Жизнь рисовалась ему, как красивый пирог, начиненный разными яствами. Надо только суметь завладеть этим пирогом, и тогда – кромсай его с любого конца… В своих же способностях «завладеть» Арнольд самовлюбленно не сомневался и уже начинал понемногу копить деньги. Но по близорукости и душевной недальновидности Бояринцев не замечал, что Ананий Ермолаевич, каждый день недосчитывая выручку, внимательно следит за ним и уже давно считает племянника в своем доме обузой. А теперь, ухватившись за удобный случай, любезный дядюшка одним махом подрубил, как тот изъяснялся евангельским примером, «бесплодную смоковницу»…
«Куда ж теперь идти… И что делать?» – растерянно думал Бояринцев, очутившись на улице. С горя и досады он зашагал на окраину города, к известному в определенных кругах грязной репутацией заведению Елизаветы Широковой. Там всегда и спирта дадут, и одежду можно отчистить от грязи…
Уже далеко за полночь, перед рассветом расслабленный Арнольд шел от Широковой на вокзал, где думал вздремнуть часок-другой. Холодный предутренний ветер хлестал его по лицу.
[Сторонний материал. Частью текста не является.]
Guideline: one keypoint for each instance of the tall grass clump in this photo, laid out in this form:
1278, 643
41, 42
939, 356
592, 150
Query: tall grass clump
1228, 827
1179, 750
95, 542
Но в голове кружились спиртные пары, и Бояринцев, не замечая холода, лихо шагал в расстегнутом пиджаке. Временами он даже начинал заводить:
Но тут же спотыкался на неустойчивых ногах и замолкал.
Обида, нанесенная дядей, уже не казалась теперь такой непоправимой, какой представлялась с вечера.
Натолкнувшись на фонарный столб, усталый Бояринцев с нежностью облапил его. Затем, опустив отяжелевшую голову, смутно различил на земле какие-то ровные белые бумажки. Взял один листок, с трудом поднес его поближе к носу. И тут же руки заметно задрожали, а из головы стал быстро выветриваться хмель. При свете фонаря широко раскрытыми глазами он вновь и вновь прочитывал крупный заголовок:
«Долой царя и его прихвостней-генералов! Долой братоубийственную войну!»
Сама собой ожила в сознании, казалось, давно забытая картина. Когда была объявлена война, по городу двинулись крестные ходы с хоругвями да иконами и патриотические манифестации с портретами императора. Обычно в первых рядах шли заводчики, гласные думы, купцы, офицеры, порядочно обрюзгшие отставные военные. За ними чиновники, журналисты, гимназисты, лавочники, малочисленные мастеровые, горожане из простых. В таких выступлениях Бояринцев участвовал с большой охотой, стараясь пристроиться ближе к первым рядам.
Особым благоговением и гордостью наполнялась его душа, когда ему доверяли нести икону или портрет какой-нибудь царственной особы. Тогда он вышагивал осторожно, крепко держа в руках порученную ему драгоценность… Громче других старался петь молитвы, гимн «Боже, царя храни» и другие торжественные песни.
Однажды Бояринцев с группой подвыпивших ребят затесался в толпу запасных, пришедших на призыв. Кто-то стал разбрасывать прокламации. Вскоре налетели казаки и стали разгонять людей. Досталось тогда случайно и Арнольду: казак рассек ему нагайкой щеку. С тех пор Бояринцев далеко обходил всякие демонстрации и митинги.
В своей жизни ему приходилось и красть, и подделывать документы, чтобы избавиться от призыва в армию, и распутничать… Но, пожалуй, никогда не испытывал он такого страха, как теперь, когда держал в дрожащих руках крамольную, сулящую большую беду листовку… «Бежать… Бежать подальше, покуда не увидали полицейские», – очухавшись, решил он.
Трусливо оглянувшись по сторонам, Бояринцев вдруг увидел три тени. Они возились около какого-то ящика и торопливо выбрасывали из него листовки, которые с шуршанием летели прямо на него.